Maaf..saya tak ingin terjebak jauh dalam teori-teori itu, saya hanya memulai prakata diatas untuk mengingat pesan yang selalu diberikan si bungsu Noval (8 tahun) dan si Sulung Refa (11 tahun) melalui ponsel ibunya. Noval amat merindukan hadirnya ‘sepatu super’ yang akan menjadi miliknya. Awalnya saya kebingungan bagaimana rupa sepatu ajaib itu. Ia hanya memberi isyarat jika sepatu itu berwarna keemasan, bertali dan punya ikatan atas. Noval tak bercerita jika sepatu impiannya itu, ia tonton melalui seri sinetron sebuah televisi swasta. Sebagai ayah, saya berjanji akan memberi impiannya itu, bahkan dengan jawaban, “tunggu saja, sepatu itu masih sementara dibuat di Jakarta”. Noval tertawa kecil tanda amat senang, meski ini masih sebatas janji. Bagi saya ‘janji’ kepada si bungsu sama pentingnya dengan ‘membangun konsensus’ dalm ilmu pencitraan politik. (hehehe..anak jadi korban teori perkuliahan).

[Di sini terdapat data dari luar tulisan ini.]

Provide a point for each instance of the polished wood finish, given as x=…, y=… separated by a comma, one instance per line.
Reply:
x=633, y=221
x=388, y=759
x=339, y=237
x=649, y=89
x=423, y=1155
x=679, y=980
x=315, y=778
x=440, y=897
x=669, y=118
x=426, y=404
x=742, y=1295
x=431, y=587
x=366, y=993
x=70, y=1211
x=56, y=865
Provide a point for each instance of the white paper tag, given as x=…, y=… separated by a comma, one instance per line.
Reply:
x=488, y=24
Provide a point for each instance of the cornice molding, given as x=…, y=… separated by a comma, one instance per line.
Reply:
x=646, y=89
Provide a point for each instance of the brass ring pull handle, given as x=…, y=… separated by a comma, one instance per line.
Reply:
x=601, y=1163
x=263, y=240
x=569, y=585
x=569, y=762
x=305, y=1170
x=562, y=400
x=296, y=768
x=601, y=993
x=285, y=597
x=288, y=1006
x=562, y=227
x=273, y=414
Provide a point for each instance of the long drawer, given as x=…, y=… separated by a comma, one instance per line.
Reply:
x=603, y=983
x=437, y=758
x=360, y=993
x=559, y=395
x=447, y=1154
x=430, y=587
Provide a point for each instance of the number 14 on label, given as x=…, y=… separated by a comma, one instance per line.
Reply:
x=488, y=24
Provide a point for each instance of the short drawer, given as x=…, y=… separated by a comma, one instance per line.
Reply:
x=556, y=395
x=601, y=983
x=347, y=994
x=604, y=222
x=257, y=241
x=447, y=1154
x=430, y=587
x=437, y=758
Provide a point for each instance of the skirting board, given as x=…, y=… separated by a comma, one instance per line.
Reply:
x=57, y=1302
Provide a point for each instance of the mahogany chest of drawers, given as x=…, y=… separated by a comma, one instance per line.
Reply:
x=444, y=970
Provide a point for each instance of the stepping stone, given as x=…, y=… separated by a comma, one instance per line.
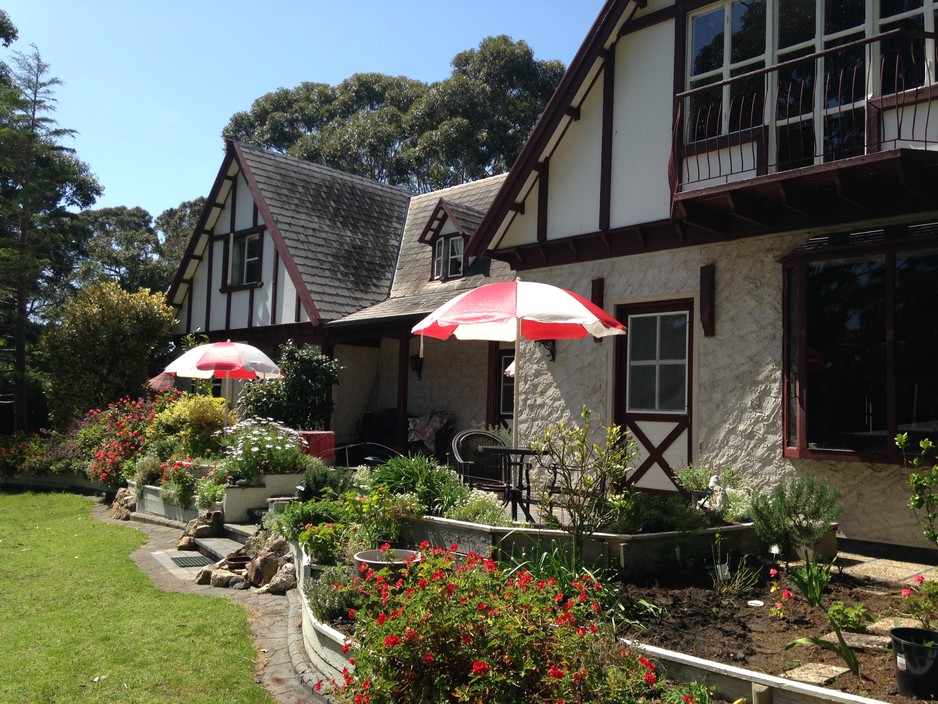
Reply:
x=862, y=641
x=815, y=673
x=884, y=625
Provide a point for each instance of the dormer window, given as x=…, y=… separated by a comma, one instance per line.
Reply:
x=245, y=259
x=448, y=260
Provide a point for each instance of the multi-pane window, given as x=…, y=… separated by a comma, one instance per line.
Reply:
x=657, y=363
x=448, y=257
x=245, y=255
x=862, y=340
x=816, y=108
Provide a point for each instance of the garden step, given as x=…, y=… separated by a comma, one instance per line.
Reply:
x=217, y=548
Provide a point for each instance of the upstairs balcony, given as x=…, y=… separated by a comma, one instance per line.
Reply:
x=844, y=135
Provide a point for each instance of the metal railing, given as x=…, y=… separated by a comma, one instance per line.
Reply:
x=816, y=108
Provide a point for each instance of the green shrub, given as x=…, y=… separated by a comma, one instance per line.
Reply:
x=188, y=426
x=319, y=480
x=797, y=514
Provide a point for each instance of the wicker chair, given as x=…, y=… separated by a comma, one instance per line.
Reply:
x=477, y=469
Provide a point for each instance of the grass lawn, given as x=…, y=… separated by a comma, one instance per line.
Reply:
x=79, y=621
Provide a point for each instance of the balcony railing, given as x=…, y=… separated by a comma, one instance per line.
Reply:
x=860, y=97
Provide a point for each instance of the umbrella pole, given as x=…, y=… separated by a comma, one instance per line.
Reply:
x=516, y=402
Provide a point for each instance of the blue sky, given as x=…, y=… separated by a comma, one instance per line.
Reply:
x=149, y=85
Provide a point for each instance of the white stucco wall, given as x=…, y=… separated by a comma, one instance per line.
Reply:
x=737, y=382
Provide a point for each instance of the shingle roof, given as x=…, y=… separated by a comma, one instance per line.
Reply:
x=413, y=293
x=343, y=231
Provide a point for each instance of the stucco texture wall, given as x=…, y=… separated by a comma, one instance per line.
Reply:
x=737, y=382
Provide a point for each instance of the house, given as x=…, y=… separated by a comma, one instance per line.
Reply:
x=751, y=187
x=287, y=249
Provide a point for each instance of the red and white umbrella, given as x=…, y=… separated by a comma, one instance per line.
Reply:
x=508, y=311
x=225, y=360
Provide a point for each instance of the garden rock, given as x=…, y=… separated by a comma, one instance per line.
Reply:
x=187, y=542
x=123, y=505
x=205, y=574
x=263, y=567
x=222, y=578
x=211, y=525
x=282, y=582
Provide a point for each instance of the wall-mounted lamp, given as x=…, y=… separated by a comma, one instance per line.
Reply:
x=416, y=365
x=550, y=346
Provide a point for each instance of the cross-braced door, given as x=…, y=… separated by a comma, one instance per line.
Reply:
x=653, y=389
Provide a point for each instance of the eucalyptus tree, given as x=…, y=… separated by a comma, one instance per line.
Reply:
x=40, y=180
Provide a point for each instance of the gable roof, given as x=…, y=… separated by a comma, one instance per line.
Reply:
x=562, y=109
x=337, y=234
x=413, y=292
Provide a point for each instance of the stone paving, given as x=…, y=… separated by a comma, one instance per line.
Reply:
x=282, y=666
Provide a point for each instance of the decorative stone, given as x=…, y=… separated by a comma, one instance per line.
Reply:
x=283, y=581
x=222, y=578
x=211, y=525
x=205, y=574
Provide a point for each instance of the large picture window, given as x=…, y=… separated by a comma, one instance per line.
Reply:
x=862, y=339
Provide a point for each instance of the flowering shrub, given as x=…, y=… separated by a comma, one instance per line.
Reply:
x=920, y=601
x=178, y=485
x=323, y=542
x=114, y=436
x=261, y=446
x=457, y=628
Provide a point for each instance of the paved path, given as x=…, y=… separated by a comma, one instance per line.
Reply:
x=282, y=665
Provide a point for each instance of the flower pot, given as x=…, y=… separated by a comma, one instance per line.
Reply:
x=916, y=657
x=393, y=560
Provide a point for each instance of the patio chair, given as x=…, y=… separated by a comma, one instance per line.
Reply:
x=477, y=469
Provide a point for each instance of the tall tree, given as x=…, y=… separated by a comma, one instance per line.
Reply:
x=122, y=246
x=403, y=132
x=39, y=180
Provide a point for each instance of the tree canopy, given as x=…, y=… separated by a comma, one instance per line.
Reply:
x=404, y=132
x=84, y=369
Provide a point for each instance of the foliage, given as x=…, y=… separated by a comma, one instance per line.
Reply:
x=110, y=440
x=319, y=480
x=17, y=451
x=133, y=645
x=586, y=471
x=811, y=579
x=797, y=514
x=729, y=582
x=188, y=426
x=302, y=398
x=853, y=619
x=323, y=542
x=920, y=601
x=458, y=628
x=329, y=597
x=479, y=507
x=101, y=317
x=438, y=488
x=121, y=246
x=178, y=483
x=403, y=132
x=208, y=491
x=42, y=183
x=922, y=482
x=697, y=478
x=296, y=516
x=257, y=446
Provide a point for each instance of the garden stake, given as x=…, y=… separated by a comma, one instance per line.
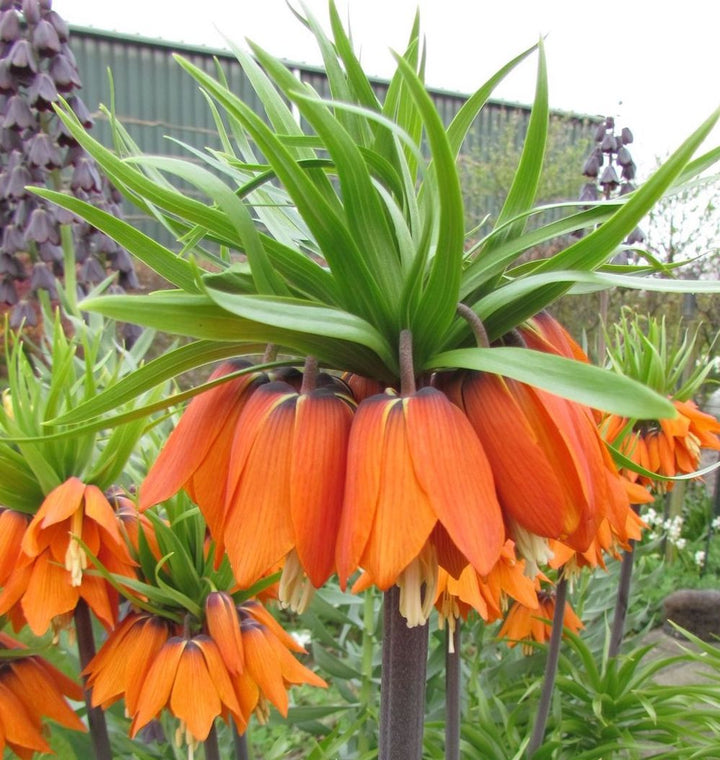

Dalam kegundahan mencari model pesanan si bungsu, sebuah iklan sinetron terpampang besar di kawasan Kampung Melayu, Jatinegara. Isinya pas dengan judul permintaan Noval. ‘Sepatu Super’. Sejenak saya terenyuh jika anak saya jadi korban iklan, tetapi dalam sisi lain, saya banyak belajar bahwa ‘sinetron’ benar-benar telah menjadi cermin kehidupan banyak anak-anak negeri ini. Tentu saya amat takut jika sinetron ‘sepatu super’ ini bisa membuat anak saya menjadi materialistis, dan berprilaku serba instant. Apalagi Noval terang-terangan ingin mengganti namanya menjadi ‘Ramadhan’ tokoh pemilik sepatu ajaib itu. Untuk saja materi sinetron ini punya pesan lain, jika dalam kehidupan selalu saja hal yang tak terduga (jika tak layak disebut mukjizat), yang kerap mengiringi perjalanan kehidupan seseorang.
Beda Noval dengan Refa, kakak sulungnya. Putraku yang sebelas tahun tak pernah menikmati rasa ‘nasi’ ini, punya permintaan sederhana. Ia hanya ingin dibelikan sepasang raket bulu tangkis, yang ia ingin pakai saat-saat istrahat belajar di sekolahnya. Ia minta sepasang agar bisa bermain dengan adiknya sendiri, putri kesayanganku Refi Rabiyatul Adawiyah, yang kali ini tak punya pesanan. Refi kerap bertindak dewasa karena ia anak tengah antara Refa dan Noval. Tetapi ia punya tabiat manja berlebihan, mungkin karena ia anak perempuan sendiri, bahkan terbilang satu-satunya anak perempuan dari cucu-cucu orang tuaku.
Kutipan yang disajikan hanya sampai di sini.